Впрочем, все это было давным-давно. Перемотаем вперед почти на шестьдесят лет. Сейчас июнь 2016 года, я в Швеции, в Стокгольме, на небольшом двухдневном симпозиуме по философии и науке, который организовал писатель и издатель Кристер Стурмарк, и здесь я повстречал довольно много интересных людей, в том числе Бьорна Ульвеуса (в прошлом – звезду шведской поп-группы ABBA), Антона Цайлингера (одного из основоположников квантовой механики из Вены) и Карла Зигмунда (венского математика, который когда-то написал биографию Гёделя). Мы отправляемся на послеобеденную прогулку по очаровательному парку под названием Скансен, и профессор Зигмунд, человек открытый и дружелюбный, говорит мне, что только что завершил книгу о Венском кружке. Я сразу настораживаю уши, поскольку знаю эту группу мыслителей всю жизнь, по крайней мере косвенно, а кое-кто из них даже оказал на меня колоссальное влияние. Спрашиваю профессора Зигмунда, что подтолкнуло его к созданию такой книги, а он отвечает, что, можно сказать, вырос в тени Венского кружка и всякий раз, возвращаясь в родной город, ощущает их незримое присутствие.

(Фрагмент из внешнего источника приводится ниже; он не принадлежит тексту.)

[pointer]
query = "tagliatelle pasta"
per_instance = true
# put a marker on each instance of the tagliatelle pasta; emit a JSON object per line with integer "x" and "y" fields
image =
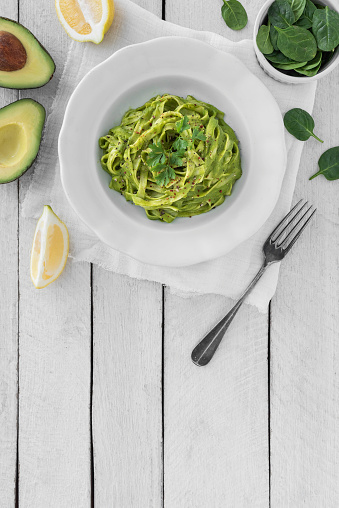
{"x": 174, "y": 157}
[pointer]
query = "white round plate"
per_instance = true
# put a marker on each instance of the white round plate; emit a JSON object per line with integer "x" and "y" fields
{"x": 180, "y": 66}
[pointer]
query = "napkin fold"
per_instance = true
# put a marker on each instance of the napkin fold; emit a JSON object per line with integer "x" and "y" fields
{"x": 227, "y": 275}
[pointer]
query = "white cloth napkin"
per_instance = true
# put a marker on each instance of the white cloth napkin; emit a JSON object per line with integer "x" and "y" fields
{"x": 228, "y": 275}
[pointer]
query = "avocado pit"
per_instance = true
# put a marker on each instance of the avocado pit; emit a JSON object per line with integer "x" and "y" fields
{"x": 13, "y": 55}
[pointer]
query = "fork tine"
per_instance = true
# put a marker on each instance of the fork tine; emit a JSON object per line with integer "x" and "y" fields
{"x": 292, "y": 242}
{"x": 290, "y": 233}
{"x": 275, "y": 231}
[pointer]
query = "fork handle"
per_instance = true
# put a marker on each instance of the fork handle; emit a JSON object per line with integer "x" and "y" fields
{"x": 204, "y": 351}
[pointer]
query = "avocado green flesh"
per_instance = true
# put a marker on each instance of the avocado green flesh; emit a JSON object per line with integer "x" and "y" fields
{"x": 21, "y": 125}
{"x": 39, "y": 67}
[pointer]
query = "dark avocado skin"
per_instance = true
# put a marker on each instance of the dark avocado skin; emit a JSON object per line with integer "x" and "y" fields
{"x": 32, "y": 161}
{"x": 23, "y": 87}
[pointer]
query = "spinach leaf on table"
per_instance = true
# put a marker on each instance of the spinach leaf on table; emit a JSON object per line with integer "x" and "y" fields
{"x": 263, "y": 40}
{"x": 298, "y": 7}
{"x": 297, "y": 43}
{"x": 325, "y": 26}
{"x": 329, "y": 164}
{"x": 280, "y": 14}
{"x": 234, "y": 14}
{"x": 300, "y": 124}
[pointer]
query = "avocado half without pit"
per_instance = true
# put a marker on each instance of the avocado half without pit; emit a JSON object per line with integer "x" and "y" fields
{"x": 21, "y": 125}
{"x": 24, "y": 62}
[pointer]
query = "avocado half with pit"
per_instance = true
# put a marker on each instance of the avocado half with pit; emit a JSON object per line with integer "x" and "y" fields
{"x": 21, "y": 125}
{"x": 24, "y": 62}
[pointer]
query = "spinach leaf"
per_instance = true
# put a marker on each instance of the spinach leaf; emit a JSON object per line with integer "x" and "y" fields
{"x": 325, "y": 26}
{"x": 280, "y": 14}
{"x": 263, "y": 40}
{"x": 274, "y": 38}
{"x": 234, "y": 14}
{"x": 308, "y": 72}
{"x": 304, "y": 22}
{"x": 300, "y": 124}
{"x": 329, "y": 164}
{"x": 298, "y": 7}
{"x": 297, "y": 43}
{"x": 290, "y": 66}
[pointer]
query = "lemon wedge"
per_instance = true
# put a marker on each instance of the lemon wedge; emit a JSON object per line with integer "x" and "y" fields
{"x": 49, "y": 250}
{"x": 85, "y": 20}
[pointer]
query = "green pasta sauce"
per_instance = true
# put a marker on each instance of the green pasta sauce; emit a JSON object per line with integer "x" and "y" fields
{"x": 174, "y": 157}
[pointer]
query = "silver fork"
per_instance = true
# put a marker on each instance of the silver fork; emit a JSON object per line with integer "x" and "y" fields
{"x": 277, "y": 245}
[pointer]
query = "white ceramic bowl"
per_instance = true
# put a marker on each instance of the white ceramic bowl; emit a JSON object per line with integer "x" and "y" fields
{"x": 128, "y": 79}
{"x": 276, "y": 73}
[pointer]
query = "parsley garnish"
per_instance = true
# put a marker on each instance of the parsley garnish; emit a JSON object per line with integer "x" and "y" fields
{"x": 198, "y": 134}
{"x": 163, "y": 162}
{"x": 182, "y": 125}
{"x": 156, "y": 155}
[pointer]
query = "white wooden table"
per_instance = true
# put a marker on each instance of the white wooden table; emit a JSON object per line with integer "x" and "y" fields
{"x": 100, "y": 404}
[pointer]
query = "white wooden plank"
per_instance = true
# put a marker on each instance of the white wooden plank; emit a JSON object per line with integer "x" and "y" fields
{"x": 8, "y": 319}
{"x": 216, "y": 417}
{"x": 304, "y": 337}
{"x": 127, "y": 408}
{"x": 127, "y": 383}
{"x": 206, "y": 15}
{"x": 55, "y": 343}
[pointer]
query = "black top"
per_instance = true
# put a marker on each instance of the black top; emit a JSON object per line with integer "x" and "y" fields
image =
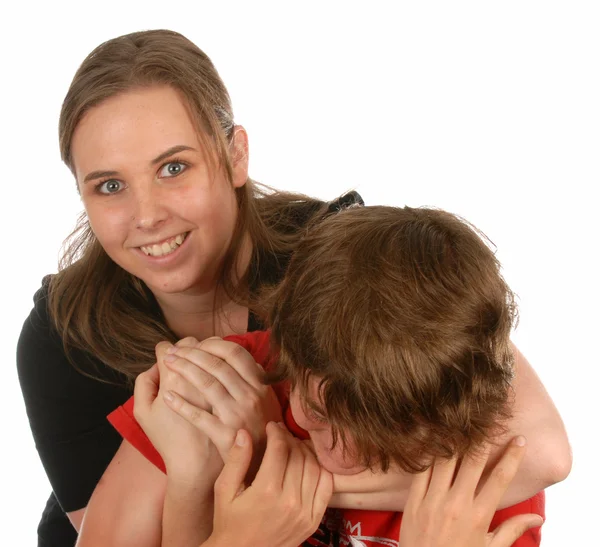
{"x": 67, "y": 410}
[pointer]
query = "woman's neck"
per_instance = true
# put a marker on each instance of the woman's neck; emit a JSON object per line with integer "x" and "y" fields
{"x": 200, "y": 316}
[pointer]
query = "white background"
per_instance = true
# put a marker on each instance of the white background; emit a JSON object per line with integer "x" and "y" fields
{"x": 489, "y": 110}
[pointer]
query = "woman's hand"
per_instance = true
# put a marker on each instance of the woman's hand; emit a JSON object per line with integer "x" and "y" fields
{"x": 284, "y": 504}
{"x": 227, "y": 377}
{"x": 447, "y": 507}
{"x": 186, "y": 451}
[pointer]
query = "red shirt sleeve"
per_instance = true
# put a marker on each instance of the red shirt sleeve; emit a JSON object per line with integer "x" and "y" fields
{"x": 537, "y": 504}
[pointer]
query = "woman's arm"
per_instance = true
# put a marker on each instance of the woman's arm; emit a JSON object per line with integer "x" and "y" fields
{"x": 127, "y": 505}
{"x": 547, "y": 461}
{"x": 284, "y": 504}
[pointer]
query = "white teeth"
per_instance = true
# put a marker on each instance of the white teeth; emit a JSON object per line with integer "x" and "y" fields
{"x": 165, "y": 247}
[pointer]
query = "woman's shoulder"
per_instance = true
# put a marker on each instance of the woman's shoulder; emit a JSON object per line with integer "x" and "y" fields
{"x": 42, "y": 360}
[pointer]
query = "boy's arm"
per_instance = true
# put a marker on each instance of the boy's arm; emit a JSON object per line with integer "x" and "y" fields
{"x": 548, "y": 458}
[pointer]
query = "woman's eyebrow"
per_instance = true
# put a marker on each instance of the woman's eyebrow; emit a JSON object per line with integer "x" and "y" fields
{"x": 161, "y": 157}
{"x": 173, "y": 150}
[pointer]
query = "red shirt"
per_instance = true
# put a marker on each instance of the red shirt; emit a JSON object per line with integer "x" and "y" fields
{"x": 346, "y": 526}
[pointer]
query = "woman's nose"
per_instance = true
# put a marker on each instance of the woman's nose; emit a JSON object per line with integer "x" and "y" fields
{"x": 150, "y": 210}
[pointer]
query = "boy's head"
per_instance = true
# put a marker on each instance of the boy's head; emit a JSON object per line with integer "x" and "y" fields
{"x": 392, "y": 325}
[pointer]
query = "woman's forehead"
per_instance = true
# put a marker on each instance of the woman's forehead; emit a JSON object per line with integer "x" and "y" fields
{"x": 136, "y": 126}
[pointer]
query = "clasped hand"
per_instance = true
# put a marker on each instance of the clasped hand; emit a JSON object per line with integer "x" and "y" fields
{"x": 195, "y": 399}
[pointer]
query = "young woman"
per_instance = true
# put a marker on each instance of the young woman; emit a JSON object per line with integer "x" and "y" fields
{"x": 175, "y": 241}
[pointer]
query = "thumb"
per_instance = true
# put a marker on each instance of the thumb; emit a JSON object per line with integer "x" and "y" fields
{"x": 511, "y": 530}
{"x": 231, "y": 480}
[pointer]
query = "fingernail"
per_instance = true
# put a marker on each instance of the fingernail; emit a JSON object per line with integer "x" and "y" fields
{"x": 540, "y": 521}
{"x": 240, "y": 438}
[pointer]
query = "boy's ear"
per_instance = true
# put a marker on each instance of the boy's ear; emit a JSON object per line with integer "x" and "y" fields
{"x": 239, "y": 156}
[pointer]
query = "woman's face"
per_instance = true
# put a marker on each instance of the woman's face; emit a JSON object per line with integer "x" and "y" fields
{"x": 155, "y": 205}
{"x": 334, "y": 460}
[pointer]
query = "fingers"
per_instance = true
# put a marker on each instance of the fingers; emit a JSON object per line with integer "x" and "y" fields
{"x": 511, "y": 530}
{"x": 442, "y": 476}
{"x": 502, "y": 474}
{"x": 230, "y": 363}
{"x": 317, "y": 484}
{"x": 470, "y": 471}
{"x": 146, "y": 388}
{"x": 210, "y": 425}
{"x": 294, "y": 473}
{"x": 213, "y": 388}
{"x": 231, "y": 480}
{"x": 419, "y": 487}
{"x": 274, "y": 464}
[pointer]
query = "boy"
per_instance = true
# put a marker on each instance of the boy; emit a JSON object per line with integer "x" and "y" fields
{"x": 392, "y": 328}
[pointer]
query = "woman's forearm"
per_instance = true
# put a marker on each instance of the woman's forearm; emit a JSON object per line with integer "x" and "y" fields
{"x": 187, "y": 513}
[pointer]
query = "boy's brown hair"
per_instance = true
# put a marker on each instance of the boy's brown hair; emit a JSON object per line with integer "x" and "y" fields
{"x": 404, "y": 317}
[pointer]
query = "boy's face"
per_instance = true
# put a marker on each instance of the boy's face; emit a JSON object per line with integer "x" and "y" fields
{"x": 321, "y": 436}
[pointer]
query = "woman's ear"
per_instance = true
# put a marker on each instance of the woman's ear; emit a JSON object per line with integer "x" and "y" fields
{"x": 239, "y": 156}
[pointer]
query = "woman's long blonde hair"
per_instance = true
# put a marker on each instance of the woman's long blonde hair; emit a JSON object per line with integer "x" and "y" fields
{"x": 97, "y": 306}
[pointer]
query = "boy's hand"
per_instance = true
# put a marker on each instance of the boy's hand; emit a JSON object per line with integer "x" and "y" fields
{"x": 227, "y": 377}
{"x": 185, "y": 450}
{"x": 286, "y": 501}
{"x": 450, "y": 508}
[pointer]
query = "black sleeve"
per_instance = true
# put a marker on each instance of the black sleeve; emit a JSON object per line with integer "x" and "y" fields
{"x": 66, "y": 409}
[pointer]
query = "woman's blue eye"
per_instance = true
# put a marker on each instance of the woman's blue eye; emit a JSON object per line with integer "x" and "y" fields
{"x": 172, "y": 169}
{"x": 109, "y": 187}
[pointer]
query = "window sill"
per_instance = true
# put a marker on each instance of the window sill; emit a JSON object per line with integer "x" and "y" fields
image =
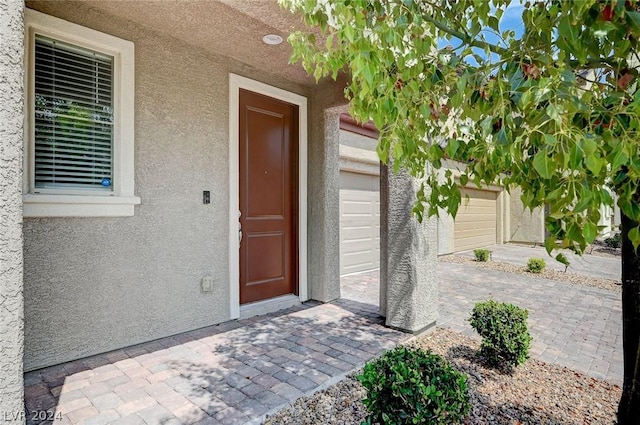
{"x": 78, "y": 206}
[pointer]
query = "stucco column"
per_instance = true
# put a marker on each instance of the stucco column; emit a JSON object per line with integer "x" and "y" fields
{"x": 408, "y": 256}
{"x": 324, "y": 199}
{"x": 11, "y": 122}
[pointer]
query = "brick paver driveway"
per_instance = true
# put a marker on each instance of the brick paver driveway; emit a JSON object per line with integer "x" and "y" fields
{"x": 233, "y": 373}
{"x": 573, "y": 326}
{"x": 237, "y": 372}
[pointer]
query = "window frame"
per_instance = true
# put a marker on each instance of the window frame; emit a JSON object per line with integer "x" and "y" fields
{"x": 65, "y": 202}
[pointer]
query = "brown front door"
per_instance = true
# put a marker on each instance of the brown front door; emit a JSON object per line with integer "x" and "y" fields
{"x": 268, "y": 197}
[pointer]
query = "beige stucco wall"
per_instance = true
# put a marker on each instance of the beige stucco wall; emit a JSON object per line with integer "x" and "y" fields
{"x": 95, "y": 284}
{"x": 11, "y": 297}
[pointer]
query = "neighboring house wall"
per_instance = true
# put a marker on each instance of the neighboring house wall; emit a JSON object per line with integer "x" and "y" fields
{"x": 96, "y": 284}
{"x": 447, "y": 225}
{"x": 11, "y": 133}
{"x": 526, "y": 226}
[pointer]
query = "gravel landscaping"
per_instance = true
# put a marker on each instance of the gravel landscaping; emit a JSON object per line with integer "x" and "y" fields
{"x": 568, "y": 277}
{"x": 536, "y": 393}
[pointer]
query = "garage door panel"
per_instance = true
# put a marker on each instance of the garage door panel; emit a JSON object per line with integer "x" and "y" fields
{"x": 359, "y": 229}
{"x": 476, "y": 222}
{"x": 358, "y": 234}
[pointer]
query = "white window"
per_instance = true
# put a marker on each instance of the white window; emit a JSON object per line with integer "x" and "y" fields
{"x": 79, "y": 132}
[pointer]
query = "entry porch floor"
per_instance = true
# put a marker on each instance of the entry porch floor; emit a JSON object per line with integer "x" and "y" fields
{"x": 232, "y": 373}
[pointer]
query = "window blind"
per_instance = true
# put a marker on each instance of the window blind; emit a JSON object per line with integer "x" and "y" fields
{"x": 73, "y": 117}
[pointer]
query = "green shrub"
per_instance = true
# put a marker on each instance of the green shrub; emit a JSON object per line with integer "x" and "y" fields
{"x": 412, "y": 386}
{"x": 536, "y": 265}
{"x": 614, "y": 241}
{"x": 503, "y": 328}
{"x": 482, "y": 255}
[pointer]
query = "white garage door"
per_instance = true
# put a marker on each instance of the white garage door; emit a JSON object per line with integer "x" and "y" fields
{"x": 359, "y": 222}
{"x": 475, "y": 224}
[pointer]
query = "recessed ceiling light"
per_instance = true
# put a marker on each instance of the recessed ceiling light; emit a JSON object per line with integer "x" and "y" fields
{"x": 272, "y": 39}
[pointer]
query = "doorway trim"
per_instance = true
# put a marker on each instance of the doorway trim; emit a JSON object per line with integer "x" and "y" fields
{"x": 236, "y": 82}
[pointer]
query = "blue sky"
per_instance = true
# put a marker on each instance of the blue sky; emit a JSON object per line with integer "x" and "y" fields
{"x": 511, "y": 20}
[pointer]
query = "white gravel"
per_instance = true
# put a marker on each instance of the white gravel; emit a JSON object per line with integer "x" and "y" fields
{"x": 568, "y": 277}
{"x": 536, "y": 393}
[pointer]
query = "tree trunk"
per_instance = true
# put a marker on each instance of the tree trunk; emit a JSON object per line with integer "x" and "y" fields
{"x": 629, "y": 407}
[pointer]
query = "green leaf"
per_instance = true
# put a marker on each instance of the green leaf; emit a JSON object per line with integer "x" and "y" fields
{"x": 543, "y": 165}
{"x": 594, "y": 163}
{"x": 452, "y": 148}
{"x": 561, "y": 258}
{"x": 590, "y": 232}
{"x": 634, "y": 237}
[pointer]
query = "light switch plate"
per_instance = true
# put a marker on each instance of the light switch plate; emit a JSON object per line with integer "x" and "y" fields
{"x": 207, "y": 283}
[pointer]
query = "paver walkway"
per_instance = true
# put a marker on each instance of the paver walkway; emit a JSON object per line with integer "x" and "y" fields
{"x": 573, "y": 326}
{"x": 233, "y": 373}
{"x": 237, "y": 372}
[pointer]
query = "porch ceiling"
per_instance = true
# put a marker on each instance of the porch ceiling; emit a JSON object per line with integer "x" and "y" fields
{"x": 231, "y": 28}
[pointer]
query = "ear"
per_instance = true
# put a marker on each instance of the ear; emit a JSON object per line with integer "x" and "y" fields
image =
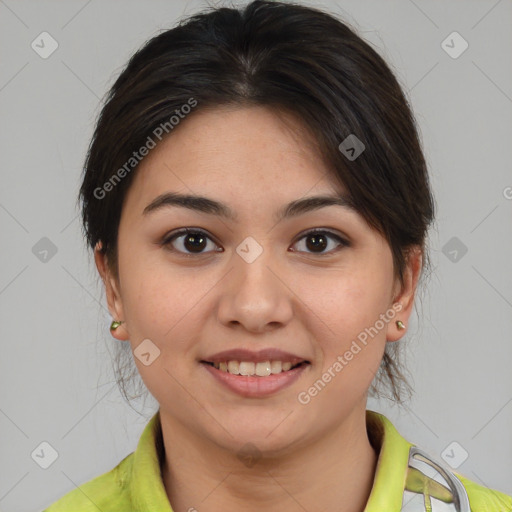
{"x": 406, "y": 293}
{"x": 114, "y": 301}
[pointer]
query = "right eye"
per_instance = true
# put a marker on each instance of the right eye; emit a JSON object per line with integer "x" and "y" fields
{"x": 190, "y": 239}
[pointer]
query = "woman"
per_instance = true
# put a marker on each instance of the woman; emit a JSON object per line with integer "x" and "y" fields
{"x": 258, "y": 204}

Во многом у Карла Зигмунда были те же причины интересоваться Венским кружком, что и у меня, только возведенные в энную степень. Разумеется, он просто не мог не написать такую книгу, это была практически его судьба! Пока мы разговаривали, он ощутил мой искренний энтузиазм и сказал, что с радостью пришлет мне экземпляр, как только вернется домой в Вену. Я был просто на седьмом небе! И в самом деле, через несколько недель я получил по почте экземпляр Sie nannten sich Der Wiener Kreis: Exaktes Denken am Rand des Untergangs. Стоило мне открыть книгу, как меня просто ошеломило обилие фотографий людей и мест, репродукций писем, обложек, чеков, билетных корешков – чего там только не было! Не книга, а потрясающий исторический музей. Я не мог дождаться, когда удастся ее прочитать. Между прочим, мне предстоял творческий отпуск, и я планировал провести первые полгода в Вене, так что перспектива погрузиться в венскую интеллектуальную историю особенно манила меня.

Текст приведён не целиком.